彩の国資源循環工場環境調査評価委員会(第1回)より
詳細は:http://www.pref.saitama.lg.jp/A09/BC01/jyunkan/sokuho/assesscommittee1.pdf

「彩の国資源循環工場」とは
オリックス資源循環(サーモセレクトガス化溶融炉)のサーマルリサイクルや、生ごみ、蛍光管、建設廃材等の各種リサイクル施設の集合体
http://www.pref.saitama.lg.jp/A09/BC01/jyunkan/jyunkan.html

彩の国資源循環工場環境調査評価委員会
  平成19年3月9日に、環境調査の結果・超過原因の特定・改善対策などについて評価を求めるため、外部有識者や地元住民代表からなる評価委員会を設置しました。

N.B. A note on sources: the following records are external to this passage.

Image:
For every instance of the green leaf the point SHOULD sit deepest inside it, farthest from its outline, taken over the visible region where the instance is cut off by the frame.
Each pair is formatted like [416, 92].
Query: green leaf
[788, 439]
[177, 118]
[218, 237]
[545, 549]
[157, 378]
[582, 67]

http://www.pref.saitama.lg.jp/A09/BC01/jyunkan/assesscommittee.html

■彩の国資源循環工場環境調査評価委員会(第3回)について
平成19年12月6日(木)
 昨年度、彩の国資源循環工場雨水最終排水口において参考としている環境基準値を超過する濃度のダイオキシン類が確認されたことについて流入経路を特定するための調査を実施しました。
○調査の目的
昨年度、雨水最終排水口で参考としている環境基準値を超過する濃度のダイオキシン類が確認されたことについて流入経路を特定する。

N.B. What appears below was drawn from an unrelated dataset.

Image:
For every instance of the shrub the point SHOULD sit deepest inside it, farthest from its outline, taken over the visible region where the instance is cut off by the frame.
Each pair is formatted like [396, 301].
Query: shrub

また、降雨とともに雨水排水路に流入する周辺土壌についてもダイオキシン類を測定し、周辺土壌の流入による雨水排水への影響を確認する。
○測定結果(測定地点図はこちら
・雨水排水調査(試料採取平成19年10月1日(月)天候:小雨のち曇り)
雨水排水中(懸濁態+溶存態)のダイオキシン類濃度(pg-TEQ/L)は、
 C1地点 0.33pg-TEQ/L
 C2地点 0.088pg-TEQ/L
 B1地点 1.1pg-TEQ/L
 B2地点 0.066pg-TEQ/L
 H地点 3.3pg-TEQ/L

 雨水排水中のダイオキシン類は、主に懸濁物質(土砂等)に付着して存在していたものとみられる。

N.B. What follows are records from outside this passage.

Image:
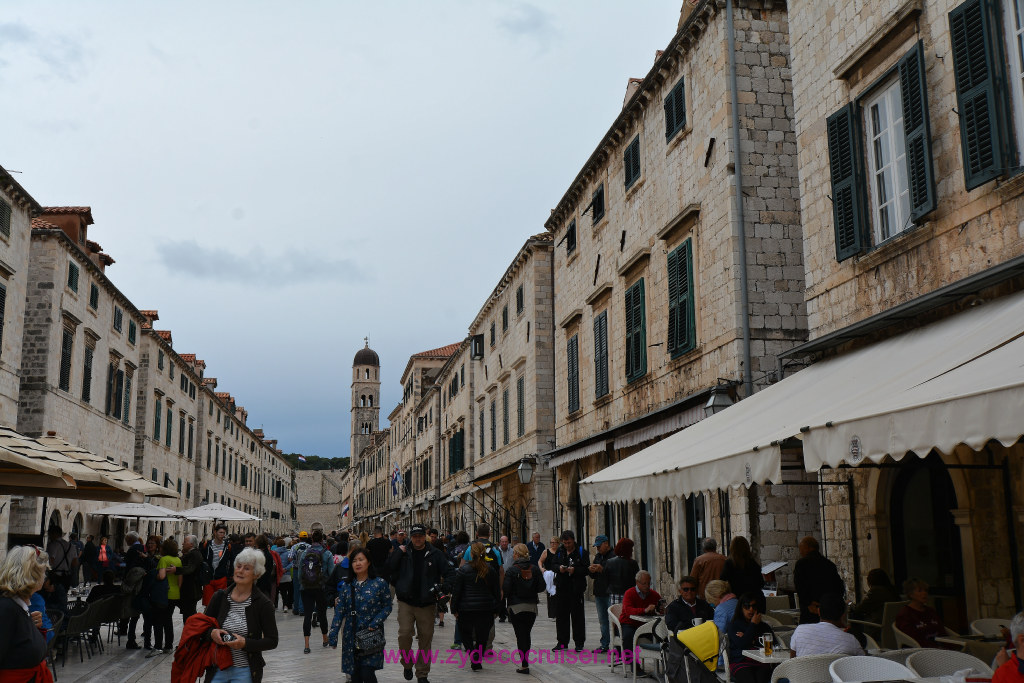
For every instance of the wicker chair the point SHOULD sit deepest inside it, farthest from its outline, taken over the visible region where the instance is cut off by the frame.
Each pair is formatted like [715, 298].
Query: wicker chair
[988, 627]
[808, 669]
[867, 669]
[933, 664]
[898, 655]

 また、懸濁態のダイオキシン類の同族体構成比を調べたところ、山側の雨水のみが流入するC2と類似の構成比をもつB1、B2、C1各地点については、主体は土壌に由来するものと考えられる。H地点のダイオキシン類は同族体構成から焼却に由来するものと考えられる。
○結果のまとめ
① 運営協定で定められた雨水最終排水口であるC1地点では0.33pg-TEQ/Lと参考としている環境基準値以内であり、ダイオキシン類の同族体構成は土壌に由来するものとみられる。
また、防災調節池の水質・底質調査においても、参考としている環境基準値を下回り、外部への影響は認められなかった。
② 上流部の雨水排水調査において、B1、B2の各地点は、対照としたC2地点とダイオキシン類の同族体構成が類似しており、雨水排水のダイオキシン類は主に一般的な土壌に由来するものと推定された。
一方でH地点のダイオキシン類は同族体構成から焼却に由来するものとみられる。H地点は雨水排水の集水域の大半が道路であることから、道路に付着している塵等の流入によるものと考えられ、通行する車両の影響が大きいものと推察されるが原因を特定することは困難である。
○今後の対応
 防災調節池への懸濁物質の流入を低減するため、路面、雨水排水路、事業場内等の清掃管理の徹底や、雨水排水路周辺裸地の植栽を行うとともに、雨水排水路内に濾過施設の設置を行う。これらの対策とあわせて、定期の環境調査等でモニタリングを強化し、注意深く観察していく。